A common refrain in popular news media is that net neutrality is just too boring and esoteric for ordinary people to be interested in. “Oh my god that is the most boring thing I’ve ever seen,” John Oliver (HBO, 6/1/14) once exclaimed after showing his audience a short clip from a government hearing on the subject. “That is even boring by C-SPAN standards.”
"As the new FCC under Trump-appointed chair Ajit Pai prepares to roll back the net neutrality rules put in place just two years ago, corporate media appear to have largely sidelined the activist perspective."
Net neutrality is the principle that internet data should be transmitted without discrimination. Absent net neutrality rules, internet service providers (ISPs) are free to act as gatekeepers, controlling which data users have access to and at what speed.
Oliver proved himself wrong. His 2014 segment, which explained net neutrality and successfully implored the public to support the FCC’s proposed reclassification of ISPs as “common carriers” under the Telecommunications Act, so that they could be regulated as public utilities, has been viewed over 13 million times on YouTube. 3.7 million people sent comments to the FCC that year.
Clearly, if net neutrality is framed in a context an audience can relate to, they are very interested and get involved; it is not so much a problem of boredom but of understanding the underlying importance, which Oliver illuminated. But he also made another important observation: “What’s being proposed is so egregious, activists and corporations have been forced on the same side.”
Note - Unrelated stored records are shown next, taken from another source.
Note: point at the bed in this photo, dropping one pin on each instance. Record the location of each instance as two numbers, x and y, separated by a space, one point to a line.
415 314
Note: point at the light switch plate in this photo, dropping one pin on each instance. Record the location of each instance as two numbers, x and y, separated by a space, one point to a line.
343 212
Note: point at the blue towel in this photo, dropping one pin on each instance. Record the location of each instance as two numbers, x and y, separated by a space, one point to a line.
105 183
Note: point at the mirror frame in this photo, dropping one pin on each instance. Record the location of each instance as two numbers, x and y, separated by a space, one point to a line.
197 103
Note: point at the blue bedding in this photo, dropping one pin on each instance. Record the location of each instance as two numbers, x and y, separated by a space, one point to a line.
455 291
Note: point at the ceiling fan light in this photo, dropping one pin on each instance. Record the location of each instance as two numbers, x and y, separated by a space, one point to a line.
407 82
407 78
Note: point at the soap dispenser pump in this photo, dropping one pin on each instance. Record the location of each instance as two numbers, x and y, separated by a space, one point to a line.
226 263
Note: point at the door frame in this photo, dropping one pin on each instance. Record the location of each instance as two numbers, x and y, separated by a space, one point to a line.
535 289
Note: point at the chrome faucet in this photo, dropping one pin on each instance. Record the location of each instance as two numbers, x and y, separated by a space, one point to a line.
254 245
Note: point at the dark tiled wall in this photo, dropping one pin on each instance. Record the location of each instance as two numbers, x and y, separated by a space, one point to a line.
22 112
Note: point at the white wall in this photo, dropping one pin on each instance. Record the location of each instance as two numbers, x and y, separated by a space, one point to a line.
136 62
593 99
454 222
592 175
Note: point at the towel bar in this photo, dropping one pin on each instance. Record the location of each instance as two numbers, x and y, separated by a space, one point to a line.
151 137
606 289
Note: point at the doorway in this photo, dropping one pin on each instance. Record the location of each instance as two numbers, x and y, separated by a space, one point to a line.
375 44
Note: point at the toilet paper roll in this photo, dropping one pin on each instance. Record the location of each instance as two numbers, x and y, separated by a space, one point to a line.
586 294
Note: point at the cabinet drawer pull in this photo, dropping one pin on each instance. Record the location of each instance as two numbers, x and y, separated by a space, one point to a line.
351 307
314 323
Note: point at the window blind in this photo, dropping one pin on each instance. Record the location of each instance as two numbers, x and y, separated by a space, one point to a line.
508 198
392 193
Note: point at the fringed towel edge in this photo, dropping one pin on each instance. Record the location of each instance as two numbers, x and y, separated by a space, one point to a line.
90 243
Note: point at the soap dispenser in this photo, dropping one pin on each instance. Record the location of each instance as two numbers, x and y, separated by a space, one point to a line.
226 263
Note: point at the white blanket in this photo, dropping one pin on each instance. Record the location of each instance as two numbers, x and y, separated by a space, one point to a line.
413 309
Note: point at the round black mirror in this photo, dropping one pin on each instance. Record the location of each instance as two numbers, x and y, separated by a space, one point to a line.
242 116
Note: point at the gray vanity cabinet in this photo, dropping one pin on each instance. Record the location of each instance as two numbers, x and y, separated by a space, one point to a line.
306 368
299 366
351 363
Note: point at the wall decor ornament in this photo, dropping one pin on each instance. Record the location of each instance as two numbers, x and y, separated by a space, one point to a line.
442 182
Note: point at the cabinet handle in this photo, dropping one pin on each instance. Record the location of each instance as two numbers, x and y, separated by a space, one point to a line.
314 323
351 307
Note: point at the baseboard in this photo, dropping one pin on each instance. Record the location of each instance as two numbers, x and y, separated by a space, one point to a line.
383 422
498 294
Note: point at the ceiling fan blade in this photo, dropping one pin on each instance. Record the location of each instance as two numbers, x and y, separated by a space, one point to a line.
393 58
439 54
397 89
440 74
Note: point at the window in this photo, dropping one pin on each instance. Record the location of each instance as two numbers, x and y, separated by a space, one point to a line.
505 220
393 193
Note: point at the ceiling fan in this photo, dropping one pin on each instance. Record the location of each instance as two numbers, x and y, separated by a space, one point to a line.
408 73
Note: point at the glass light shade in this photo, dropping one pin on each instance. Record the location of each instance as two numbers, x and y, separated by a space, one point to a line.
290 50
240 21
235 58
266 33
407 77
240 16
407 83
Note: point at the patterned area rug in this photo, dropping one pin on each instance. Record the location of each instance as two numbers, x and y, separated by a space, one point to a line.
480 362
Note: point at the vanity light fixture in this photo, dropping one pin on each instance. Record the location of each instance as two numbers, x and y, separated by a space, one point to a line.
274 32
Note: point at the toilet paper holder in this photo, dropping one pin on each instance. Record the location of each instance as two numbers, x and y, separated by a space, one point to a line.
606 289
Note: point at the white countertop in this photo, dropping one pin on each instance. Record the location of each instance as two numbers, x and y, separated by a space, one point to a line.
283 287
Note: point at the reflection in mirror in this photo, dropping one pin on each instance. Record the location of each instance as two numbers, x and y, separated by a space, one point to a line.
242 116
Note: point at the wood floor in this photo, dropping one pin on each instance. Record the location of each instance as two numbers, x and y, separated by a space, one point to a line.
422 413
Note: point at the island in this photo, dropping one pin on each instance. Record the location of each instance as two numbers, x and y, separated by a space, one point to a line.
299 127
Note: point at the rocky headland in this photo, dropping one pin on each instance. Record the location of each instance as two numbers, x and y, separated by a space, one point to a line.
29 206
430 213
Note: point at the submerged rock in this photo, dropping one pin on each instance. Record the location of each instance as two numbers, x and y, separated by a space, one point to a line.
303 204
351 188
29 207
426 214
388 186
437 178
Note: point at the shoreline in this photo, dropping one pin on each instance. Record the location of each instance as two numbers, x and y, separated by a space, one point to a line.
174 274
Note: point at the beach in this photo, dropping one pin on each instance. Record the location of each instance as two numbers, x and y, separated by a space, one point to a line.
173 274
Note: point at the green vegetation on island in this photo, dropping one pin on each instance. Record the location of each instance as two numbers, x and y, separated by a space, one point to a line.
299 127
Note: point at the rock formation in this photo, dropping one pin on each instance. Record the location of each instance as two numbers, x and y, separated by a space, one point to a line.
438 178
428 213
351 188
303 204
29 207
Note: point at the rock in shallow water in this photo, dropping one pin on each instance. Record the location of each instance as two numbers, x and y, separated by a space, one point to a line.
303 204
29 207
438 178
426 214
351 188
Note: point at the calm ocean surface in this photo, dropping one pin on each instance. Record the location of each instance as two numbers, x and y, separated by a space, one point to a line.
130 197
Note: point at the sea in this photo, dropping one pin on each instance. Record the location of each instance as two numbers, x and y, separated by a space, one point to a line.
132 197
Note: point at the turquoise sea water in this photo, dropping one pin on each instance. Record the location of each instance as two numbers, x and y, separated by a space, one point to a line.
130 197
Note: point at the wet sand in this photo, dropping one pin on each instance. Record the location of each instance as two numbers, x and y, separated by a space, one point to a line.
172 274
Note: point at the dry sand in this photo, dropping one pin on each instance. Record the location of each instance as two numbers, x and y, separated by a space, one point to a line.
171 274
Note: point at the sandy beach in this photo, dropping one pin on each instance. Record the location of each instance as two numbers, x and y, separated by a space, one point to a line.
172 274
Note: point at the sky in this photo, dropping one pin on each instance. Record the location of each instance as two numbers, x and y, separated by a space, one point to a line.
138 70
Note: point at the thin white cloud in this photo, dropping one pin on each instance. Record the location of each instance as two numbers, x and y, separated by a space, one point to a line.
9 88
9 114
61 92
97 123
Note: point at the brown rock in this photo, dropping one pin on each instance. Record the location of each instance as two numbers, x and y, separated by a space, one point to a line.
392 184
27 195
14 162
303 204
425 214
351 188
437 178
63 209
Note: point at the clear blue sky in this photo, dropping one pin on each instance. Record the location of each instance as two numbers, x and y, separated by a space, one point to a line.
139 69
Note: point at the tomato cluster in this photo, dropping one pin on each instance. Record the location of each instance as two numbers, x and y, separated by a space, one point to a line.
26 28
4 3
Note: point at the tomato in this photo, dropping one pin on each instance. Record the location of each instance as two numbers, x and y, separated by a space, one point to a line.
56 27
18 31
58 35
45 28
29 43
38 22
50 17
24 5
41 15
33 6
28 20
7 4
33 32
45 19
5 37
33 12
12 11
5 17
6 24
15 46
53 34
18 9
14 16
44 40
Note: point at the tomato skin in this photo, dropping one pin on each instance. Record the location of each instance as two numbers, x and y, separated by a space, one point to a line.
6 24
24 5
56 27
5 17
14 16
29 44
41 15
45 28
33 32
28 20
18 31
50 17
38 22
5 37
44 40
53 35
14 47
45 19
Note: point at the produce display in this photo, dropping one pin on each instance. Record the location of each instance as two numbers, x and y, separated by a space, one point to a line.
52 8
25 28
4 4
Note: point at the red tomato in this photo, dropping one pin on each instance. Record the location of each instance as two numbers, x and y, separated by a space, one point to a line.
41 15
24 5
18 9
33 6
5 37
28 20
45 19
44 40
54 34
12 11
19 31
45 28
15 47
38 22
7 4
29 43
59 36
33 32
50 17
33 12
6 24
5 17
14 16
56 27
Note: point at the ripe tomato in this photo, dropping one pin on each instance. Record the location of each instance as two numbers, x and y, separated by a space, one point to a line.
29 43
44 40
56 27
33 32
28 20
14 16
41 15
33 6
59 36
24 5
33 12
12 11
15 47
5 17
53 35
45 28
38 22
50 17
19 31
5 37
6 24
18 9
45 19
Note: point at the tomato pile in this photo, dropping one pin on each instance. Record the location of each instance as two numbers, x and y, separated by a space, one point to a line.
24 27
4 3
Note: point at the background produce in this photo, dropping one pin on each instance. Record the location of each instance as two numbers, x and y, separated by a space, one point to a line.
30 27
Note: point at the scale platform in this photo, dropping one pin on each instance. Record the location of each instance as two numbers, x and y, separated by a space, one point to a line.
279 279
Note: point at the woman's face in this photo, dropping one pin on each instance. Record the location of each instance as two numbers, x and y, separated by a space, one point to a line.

As the new FCC under Trump-appointed chair Ajit Pai prepares to roll back the net neutrality rules put in place just two years ago, corporate media appear to have largely sidelined the activist perspective. Instead, they have presented the issue as a simple matter of which corporate brands consumers prefer.
“Amazon, Google in last ditch protest to support Net Neutrality,” proclaimed USA Today (7/10/17). “Google, Amazon Plan Protest Against FCC Plans to Reverse Net Neutrality,” CNBC reported (7/17/17). “Tech Companies Rally on Net Neutrality Day of Action,” CBS (7/12/17) declared. CNN (7/12/17): “Tech Companies Go Big and Small for Net Neutrality Protest.” NBC (7/12/17): “Google and Facebook Join Net Neutrality Day to Protest FCC’s Proposed Rollback.” And on and on.
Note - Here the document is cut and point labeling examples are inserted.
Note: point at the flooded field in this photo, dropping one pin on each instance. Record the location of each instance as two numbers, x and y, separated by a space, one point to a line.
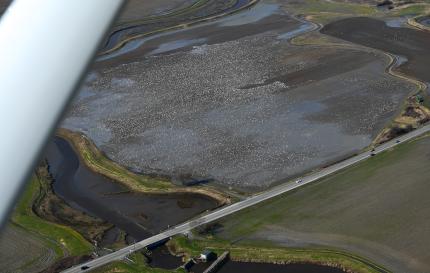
408 42
192 13
242 107
137 214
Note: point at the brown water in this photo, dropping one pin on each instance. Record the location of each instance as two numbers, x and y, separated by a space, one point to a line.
139 215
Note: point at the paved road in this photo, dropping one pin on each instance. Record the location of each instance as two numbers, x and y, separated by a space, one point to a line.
251 201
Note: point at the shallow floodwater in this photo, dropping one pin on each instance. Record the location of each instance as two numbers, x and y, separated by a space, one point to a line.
139 215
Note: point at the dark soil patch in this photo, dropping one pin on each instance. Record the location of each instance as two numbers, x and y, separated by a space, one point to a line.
66 263
411 43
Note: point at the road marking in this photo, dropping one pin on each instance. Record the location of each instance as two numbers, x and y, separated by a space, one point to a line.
251 201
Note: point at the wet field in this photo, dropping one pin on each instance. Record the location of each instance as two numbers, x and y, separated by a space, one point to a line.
139 215
189 14
233 101
233 267
407 42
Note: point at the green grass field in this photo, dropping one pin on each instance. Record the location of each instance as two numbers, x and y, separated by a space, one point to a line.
64 240
137 266
378 209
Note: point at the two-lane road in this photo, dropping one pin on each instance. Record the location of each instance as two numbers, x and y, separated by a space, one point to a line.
251 201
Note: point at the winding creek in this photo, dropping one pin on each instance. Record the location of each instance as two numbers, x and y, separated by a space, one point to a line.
140 215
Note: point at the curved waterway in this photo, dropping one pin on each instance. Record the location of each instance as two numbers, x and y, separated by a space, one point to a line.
206 11
139 215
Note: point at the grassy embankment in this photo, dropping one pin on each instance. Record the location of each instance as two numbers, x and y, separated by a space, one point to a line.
63 240
413 113
99 163
378 207
322 12
257 253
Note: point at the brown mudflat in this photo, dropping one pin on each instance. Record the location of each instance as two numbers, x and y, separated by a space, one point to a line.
410 43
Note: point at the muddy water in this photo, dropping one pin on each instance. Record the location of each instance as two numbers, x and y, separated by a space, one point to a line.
407 42
425 21
137 214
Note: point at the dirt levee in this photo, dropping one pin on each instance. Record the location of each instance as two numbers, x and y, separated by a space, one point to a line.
407 42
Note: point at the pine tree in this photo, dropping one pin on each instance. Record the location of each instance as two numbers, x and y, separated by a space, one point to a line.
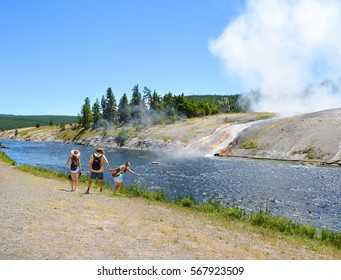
86 117
110 107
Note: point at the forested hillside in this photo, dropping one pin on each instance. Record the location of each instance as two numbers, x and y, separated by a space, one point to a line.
149 108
To be sure, these companies contributed to the “Day of Action to Save Net Neutrality” organized by Fight for the Future, a nonprofit internet advocacy organization, but they were by no means the only participants. The ACLU, Free Press, the Electronic Frontier Foundation, the American Library Association and the nonprofit Mozilla Foundation (to name just a few) all reaffirmed their noncommercial commitment to defend net neutrality.
By characterizing the debate over net neutrality as a clash of corporate titans, the press not only alienates readers who don’t have the time to worry about squabbles in the business world, but also misconstrues what is at stake in the struggle for power over one of humankind’s most important inventions of the last millennium.
Net neutrality is, at base, a question of who should control access to the internet, which, as Harvard law professor Susan Crawford explained in her 2008 testimony before Congress,
is best understood as a collective agreement to use a particular language (the Internet Protocol) when connecting computing machines to telephone, fiber and cable lines that are interconnected around the world.
In other words, the internet should not be conflated with either the corporations that facilitate Americans’ access to the network, or the corporations that produce content transmitted over that network; the internet is a global means of electronic communication that transcends any particular commercial application.
Perhaps it is only natural that media so thoroughly saturated by corporate influence would have trouble explaining socio-political issues beyond that restricted frame. But even corporate media’s coverage of the business angle ranges from incoherent to unethical.
Following an introductory video on the potential economic implications of dismantling net neutrality on MSNBC (7/14/17)—which is owned by Comcast, the largest cable ISP in the nation—Ali Velshi and Stephanie Ruhle proceeded to dismantle any understanding their viewers might have gleaned from it.
“One of the issues is government just hasn’t caught up with technology—no one has, given how fast things have moved,” Ruhle surmised.
“Right,” Velshi agreed, “there are 23-year-olds inventing some of these fantastic websites and these apps, and the government is still thinking about the way it applies trade regulations when, you know, Staples and Office Depot want to merge,” naming two presumably old-school businesses.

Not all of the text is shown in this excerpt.